Even when parents know about effective strategies, they may have considerable difficulty implementing them, finding conflict too distressing to tolerate long enough to be firm and consistent. Sometimes these parents report that there was either significant unresolved conflict in their family of origin or conflict was not allowed at all. Living with parents whose arguments are unresolved or who do not allow any argument or conflict to take place, makes children anxious about conflict. Since there has been no model of conflict being allowed and being resolved, there is considerable distress associated with conflict – it is feared, elicits intense negative reactions and a feeling of helplessness. These parents find it particularly difficult to manage conflict with their children. This may be because their own childhood distress and feelings of helplessness resurface when confronted with the intense emotions associated with a child who is having a tantrum or who is verbally or physically abusive. Often, these parents are unable to be firm, fair and consistent in their management strategies and either withdraw or give in, thereby avoiding the conflict and its painful emotions. Alternatively, they may become verbally or physically abusive themselves, producing a “fight” response to the perceived danger of a child out of control.

Alternatively, parents may struggle to implement effective strategies when they have experienced the same kinds of difficulties as their children are experiencing. For example, a parent who suffered learning difficulties or bullying will find it difficult to tolerate these problems in his child. His reactions may be to become angry (as he felt when he faced these issues as a child) or to overprotect his child (in an attempt to spare his child the distress he felt). Unfortunately, a child who is being bullied needs empathy and problem-solving rather than anger and overprotection.

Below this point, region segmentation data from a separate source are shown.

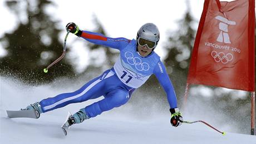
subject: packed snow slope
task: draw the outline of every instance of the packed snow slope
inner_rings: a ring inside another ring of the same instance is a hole
[[[65,136],[61,126],[68,111],[73,113],[99,100],[42,113],[38,120],[10,119],[7,116],[7,110],[19,110],[29,103],[75,89],[52,85],[29,87],[3,77],[0,77],[0,143],[256,144],[255,136],[229,132],[223,136],[200,123],[171,127],[167,113],[155,113],[150,117],[139,118],[134,116],[135,111],[129,103],[73,125]]]

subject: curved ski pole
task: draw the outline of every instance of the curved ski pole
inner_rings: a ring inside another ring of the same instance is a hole
[[[226,135],[226,133],[225,132],[221,132],[219,130],[218,130],[216,128],[213,127],[212,126],[210,125],[209,123],[208,123],[207,122],[204,122],[203,121],[194,121],[194,122],[189,122],[189,121],[180,121],[182,123],[188,123],[188,124],[191,124],[191,123],[196,123],[196,122],[200,122],[205,125],[206,125],[206,126],[209,126],[209,127],[213,128],[213,130],[218,131],[218,132],[221,133],[223,136]]]
[[[48,72],[48,69],[49,69],[49,68],[50,68],[51,66],[53,66],[53,64],[55,64],[55,63],[57,63],[58,61],[60,61],[61,59],[62,59],[62,58],[64,57],[64,56],[65,55],[65,53],[66,53],[66,43],[67,42],[67,36],[68,36],[68,33],[70,33],[70,31],[67,31],[67,34],[66,34],[66,37],[65,37],[65,38],[64,39],[64,46],[63,46],[63,53],[62,53],[62,54],[58,58],[58,59],[57,59],[56,60],[55,60],[53,62],[52,62],[52,63],[51,63],[51,64],[50,64],[47,68],[43,69],[43,71],[45,72],[45,73],[47,73]]]

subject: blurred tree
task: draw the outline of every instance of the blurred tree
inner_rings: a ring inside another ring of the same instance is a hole
[[[191,16],[189,8],[185,17],[178,23],[180,28],[171,34],[165,47],[168,52],[165,64],[177,97],[180,100],[184,96],[195,40],[196,31],[192,27],[194,22],[195,20]]]
[[[5,33],[0,38],[8,52],[0,59],[0,75],[11,75],[33,85],[74,76],[70,62],[65,59],[48,73],[43,71],[63,50],[62,42],[58,40],[58,21],[52,20],[46,11],[53,3],[47,0],[22,0],[6,1],[5,4],[16,14],[18,23],[12,33]]]

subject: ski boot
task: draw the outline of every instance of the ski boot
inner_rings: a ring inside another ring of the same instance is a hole
[[[35,112],[37,118],[40,117],[40,113],[43,113],[42,107],[38,102],[30,104],[25,108],[21,108],[21,111],[32,111]]]
[[[25,108],[21,108],[19,111],[6,111],[9,118],[26,117],[38,118],[40,113],[43,113],[39,102],[30,104]]]
[[[90,117],[86,115],[84,109],[81,109],[80,111],[76,112],[73,115],[72,115],[71,113],[68,112],[66,120],[61,126],[64,135],[65,135],[65,136],[67,135],[67,129],[72,125],[81,123],[84,120],[89,118]]]

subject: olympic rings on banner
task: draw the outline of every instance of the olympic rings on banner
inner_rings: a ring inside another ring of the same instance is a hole
[[[226,64],[228,62],[232,61],[234,58],[234,56],[231,53],[229,53],[225,54],[224,52],[218,53],[215,51],[212,51],[211,54],[215,62],[221,62],[224,64]]]

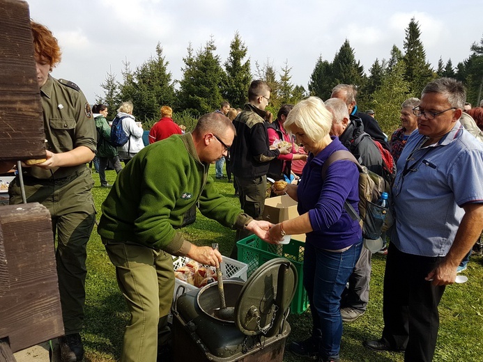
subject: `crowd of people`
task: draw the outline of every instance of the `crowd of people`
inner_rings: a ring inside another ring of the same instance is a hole
[[[357,90],[348,84],[335,86],[325,102],[308,97],[284,104],[273,120],[266,110],[272,89],[255,80],[243,109],[224,102],[186,133],[173,120],[171,107],[163,106],[146,147],[132,104],[124,102],[116,117],[128,140],[115,147],[108,106],[91,109],[79,87],[50,75],[61,60],[57,40],[41,24],[32,21],[31,28],[46,155],[34,166],[23,165],[24,184],[19,178],[11,183],[10,203],[22,203],[24,190],[27,202],[42,203],[52,215],[65,329],[59,338],[62,361],[84,356],[86,244],[95,219],[94,182],[86,164],[96,155],[101,186],[110,189],[97,231],[130,315],[121,361],[169,359],[172,255],[211,266],[222,260],[217,250],[186,240],[181,230],[194,221],[197,207],[236,229],[234,242],[254,233],[277,244],[285,235],[306,234],[303,284],[313,326],[308,339],[293,342],[289,349],[339,361],[343,322],[363,315],[369,302],[372,255],[363,247],[358,221],[345,207],[348,203],[358,210],[357,166],[341,159],[323,168],[342,150],[381,176],[387,175],[383,150],[397,163],[397,173],[388,180],[396,217],[388,232],[384,329],[381,338],[364,345],[404,352],[406,362],[433,360],[438,304],[445,286],[466,267],[472,249],[477,251],[483,228],[483,108],[468,107],[460,82],[436,79],[420,99],[404,101],[401,127],[390,137],[374,110],[358,110]],[[113,185],[105,176],[109,164],[118,174]],[[228,182],[233,174],[240,207],[220,195],[208,175],[210,164],[215,179],[225,178],[225,165]],[[287,182],[273,194],[297,200],[299,217],[275,225],[262,220],[268,180]]]

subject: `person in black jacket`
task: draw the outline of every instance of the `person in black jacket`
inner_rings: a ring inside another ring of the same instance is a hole
[[[241,207],[255,220],[261,220],[263,214],[270,162],[280,154],[287,155],[291,151],[291,145],[275,150],[270,148],[265,109],[271,91],[266,82],[253,81],[248,88],[248,103],[233,121],[236,136],[230,148],[230,162],[238,186]],[[238,230],[236,239],[249,235],[246,231]],[[236,250],[233,248],[231,258],[236,258]]]
[[[364,132],[361,119],[354,117],[349,119],[346,104],[340,99],[330,98],[325,104],[333,116],[330,135],[337,136],[361,165],[382,176],[382,155],[370,136]],[[346,288],[341,300],[340,314],[344,322],[353,322],[366,311],[371,256],[372,253],[369,249],[362,248],[349,277],[348,287]]]
[[[302,159],[307,161],[307,155],[297,153],[297,149],[293,144],[292,135],[284,128],[284,123],[286,120],[289,112],[290,112],[292,108],[293,108],[292,104],[282,105],[277,113],[277,119],[271,123],[267,123],[268,142],[270,145],[275,145],[282,141],[285,141],[292,145],[291,153],[289,155],[280,154],[270,163],[267,176],[275,181],[284,180],[284,178],[287,180],[291,179],[292,160]]]
[[[355,102],[357,94],[357,89],[352,84],[338,84],[332,88],[330,97],[343,100],[347,107],[351,120],[355,118],[360,118],[362,120],[365,132],[372,139],[378,141],[384,148],[390,151],[391,148],[388,142],[388,136],[383,132],[377,120],[367,113],[358,111]]]

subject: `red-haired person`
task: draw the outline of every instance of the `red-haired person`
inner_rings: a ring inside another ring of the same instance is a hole
[[[86,164],[94,158],[96,131],[92,112],[79,87],[50,75],[61,61],[57,40],[43,25],[31,22],[37,82],[45,129],[45,161],[24,165],[26,200],[45,206],[56,236],[56,261],[66,336],[59,338],[62,361],[82,361],[79,332],[84,315],[86,246],[95,211],[94,181]],[[10,187],[10,203],[22,203],[18,177]]]
[[[173,110],[169,106],[162,106],[160,110],[161,119],[149,131],[149,144],[167,139],[171,134],[182,134],[183,131],[173,118]]]

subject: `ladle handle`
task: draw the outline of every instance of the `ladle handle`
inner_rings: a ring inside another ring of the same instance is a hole
[[[211,247],[213,250],[218,249],[218,243],[213,243]],[[225,309],[227,308],[227,301],[224,299],[224,290],[223,289],[223,275],[222,274],[222,269],[220,267],[216,268],[216,278],[218,282],[218,293],[220,294],[220,304],[221,309]]]

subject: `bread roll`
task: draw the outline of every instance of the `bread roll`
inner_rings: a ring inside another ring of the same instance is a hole
[[[286,187],[286,182],[283,181],[282,180],[279,181],[275,181],[275,183],[273,184],[273,186],[275,188],[275,190],[277,191],[283,191],[285,187]]]
[[[29,166],[31,165],[36,165],[37,164],[41,164],[43,162],[45,162],[47,161],[47,159],[27,159],[25,161],[25,164]]]

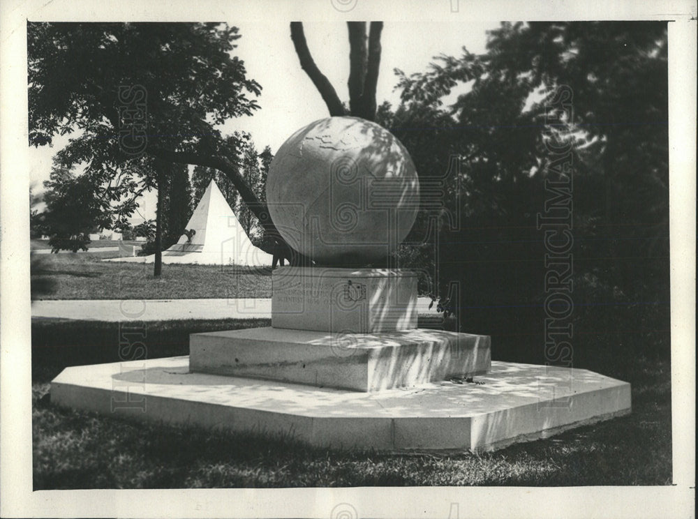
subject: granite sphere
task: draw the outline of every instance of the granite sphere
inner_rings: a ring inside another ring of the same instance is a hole
[[[369,264],[410,232],[419,183],[410,154],[387,130],[357,117],[329,117],[279,148],[267,203],[283,239],[317,264]]]

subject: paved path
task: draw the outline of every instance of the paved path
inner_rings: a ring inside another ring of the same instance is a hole
[[[429,297],[417,299],[419,314],[436,315]],[[33,317],[88,321],[161,321],[178,319],[270,319],[272,300],[265,299],[103,299],[37,301]]]

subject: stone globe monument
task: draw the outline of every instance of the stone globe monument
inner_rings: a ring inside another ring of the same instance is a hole
[[[364,266],[407,236],[419,183],[410,154],[387,130],[357,117],[329,117],[279,149],[267,203],[286,242],[316,264]]]

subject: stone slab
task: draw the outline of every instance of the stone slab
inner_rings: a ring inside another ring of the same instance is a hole
[[[283,266],[272,274],[272,326],[373,333],[417,328],[415,273]]]
[[[490,338],[443,330],[343,334],[273,327],[193,333],[196,373],[376,391],[484,373]]]
[[[497,449],[631,408],[629,384],[586,370],[493,362],[476,381],[358,393],[192,373],[180,356],[68,368],[51,383],[51,402],[387,451]]]

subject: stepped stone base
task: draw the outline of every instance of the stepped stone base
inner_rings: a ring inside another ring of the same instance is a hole
[[[343,334],[278,328],[193,333],[193,372],[376,391],[484,373],[490,338],[441,330]]]
[[[484,384],[358,393],[192,373],[181,356],[68,368],[52,382],[51,401],[388,451],[496,449],[630,410],[629,384],[586,370],[493,362],[475,381]]]

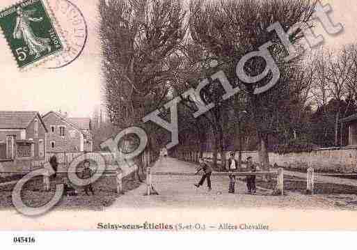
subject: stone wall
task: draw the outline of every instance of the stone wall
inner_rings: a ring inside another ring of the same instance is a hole
[[[209,157],[212,153],[205,153]],[[337,172],[357,172],[357,148],[324,148],[312,150],[310,153],[289,153],[278,155],[270,153],[269,162],[290,169],[306,170],[313,167],[317,171]],[[257,151],[242,152],[242,159],[252,157],[254,162],[259,162]],[[238,159],[238,153],[235,154]]]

To summarise, there are at least two problems that get in the way of effective parenting. One is the influences of our own parents and the models of parenting they gave us. We may slavishly adhere to those or reject them completely, leaving us without a flexible model to cope with our own families in the current era and circumstances. The second is the reactivation of our own childhood distress that prevents us from being able to stand back from our children’s despair and provide a calm, firm, and unafraid container for their distress. The solution to these two problems is first to recognize the contribution of these influences in our parenting, and second to think out (or ask for ideas about) more flexible parenting strategies that take into account our own child’s needs rather than our remembered needs as children. Understanding and managing our own reactions to our children’s behavior makes us more effective parents.